Quentin Tarantino ha rivelato nel suo nuovo libro Cinema Speculation che la decadenza del cinema d’autore americano negli anni ’80 lo ha in parte portato a cercare nuove fonti di ispirazione, in particolare in relazione al film di Pedro Almodóvar del 1986, Matador.
Il controverso thriller erotico racconta la storia di uno studente, interpretato da Antonio Banderas, che confessa un omicidio che non ha commesso, trovando piacere nel dolore degli altri. Almodóvar ha confermato che la sequenza grafica di apertura presentava una scena di sesso non simulata e un personaggio che si masturbava con il giallo slasher di Mario Bava del 1964 Sei donne per l’assassino. Almodóvar, in seguito, ha ammesso nel suo libro Almodóvar on Almodóvar che Matador era uno dei suoi film più deboli, eppure proprio quella pellicola ha sbloccato qualcosa in Tarantino, ispirando, stando a quanto scrive il cineasta stesso, la sua personale idea di violenza.
«Ricordo, ai tempi in cui lavoravo nel mio negozio di Manhattan Beach, Video Archives, quando parlai con gli altri dipendenti dei tipi di film che volevo realizzare e delle cose che volevo fare all’interno di quei film.
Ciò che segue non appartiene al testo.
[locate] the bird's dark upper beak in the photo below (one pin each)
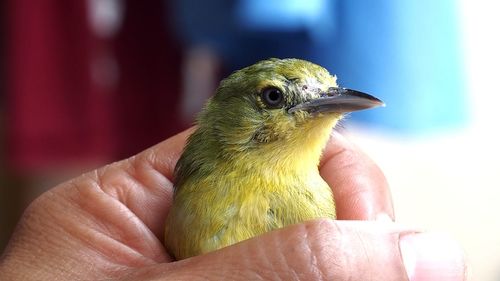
(339, 100)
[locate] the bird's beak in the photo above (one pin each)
(338, 100)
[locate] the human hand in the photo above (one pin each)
(108, 224)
E di voler usare l’esempio dell’apertura di Matador di Almodovar. La loro risposta era: “Quentin, loro non te lo lasceranno fare‘”, ma io risposi: “Chi cazzo sono “loro” per fermarmi? “Loro” possono andare a farsi fo**ere».
«L’ardimento dimostrato da Pedro Almodóvar fu un esempio – ha scritto Tarantino -. Mentre guardavo i miei eroi, gli anticonformisti cinematografici americani degli anni Settanta, piegarsi a un nuovo modo di fare affari solo per tenersi il lavoro, l’ardimento di Pedro si faceva beffe dei loro compromessi calcolati. I miei sogni cinematografici includevano sempre una reazione comica alla spiacevolezza, simile al collegamento che i film di Almodovar stabilivano tra lo spiacevole e il sensuale».
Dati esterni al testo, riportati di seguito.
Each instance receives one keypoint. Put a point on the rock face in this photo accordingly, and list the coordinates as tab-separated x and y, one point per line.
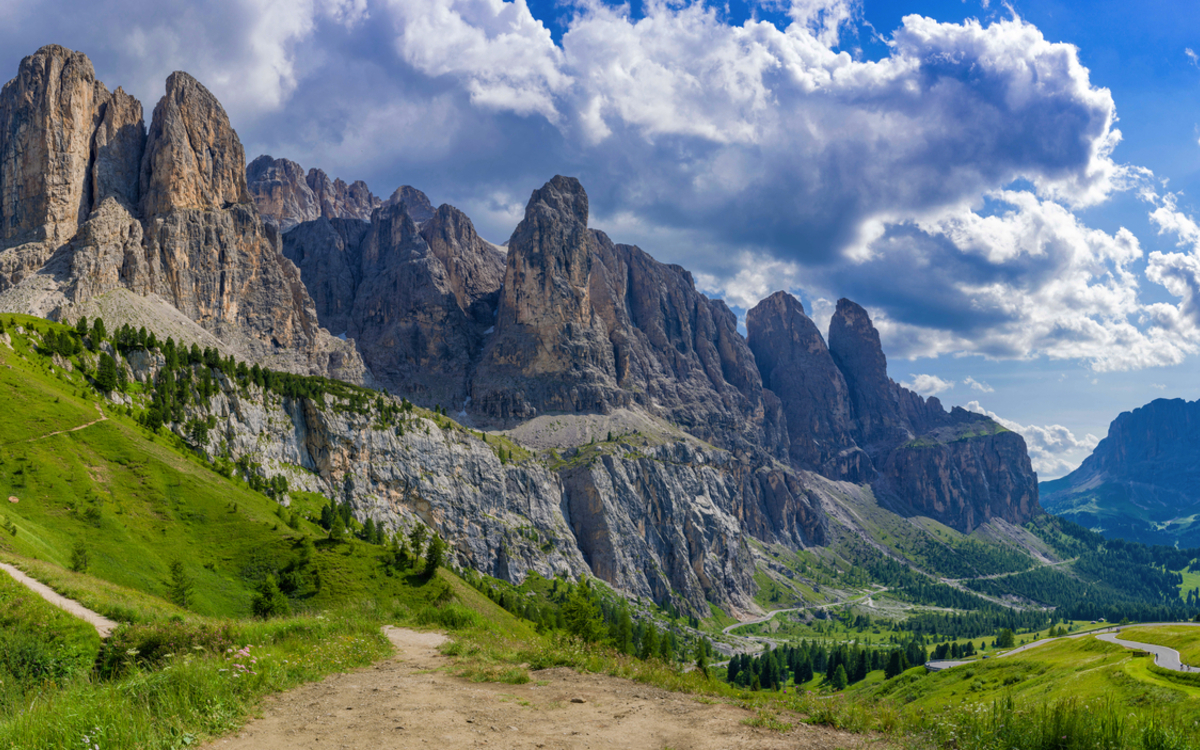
193	159
665	522
281	192
415	300
587	325
341	201
796	366
1141	481
847	419
90	202
742	438
419	207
Ha aggiunto: «Seduto in un cinema d’essai di Beverly Hills, a guardare le immagini 35 mm vividamente colorate, elettrizzanti e provocatorie di Pedro che sfarfallano su un muro gigante – dimostrando che ci potrebbe essere qualcosa di sexy nella violenza – ero convinto che ci fosse un posto per me e le mie fantasticherie violente nella cinematografia moderna».
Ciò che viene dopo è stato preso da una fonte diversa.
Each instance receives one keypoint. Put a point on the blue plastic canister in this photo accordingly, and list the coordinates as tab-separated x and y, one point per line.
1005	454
Tarantino ha concluso: «Non ero un regista professionista allora. Ero un sfacciato fanatico e conoscitore totale del cinema. Eppure, anche una volta che mi accreditai come regista professionista, non ho mai lasciato che “loro” mi fermassero. Gli spettatori possono accettare il mio lavoro o rifiutarlo. Consideralo buono, cattivo o con indifferenza. Ma mi sono sempre avvicinato al mio cinema senza paura del risultato finale. Un ardimento che mi viene naturale – voglio dire, a chi frega davvero qualcosa? È solo un film».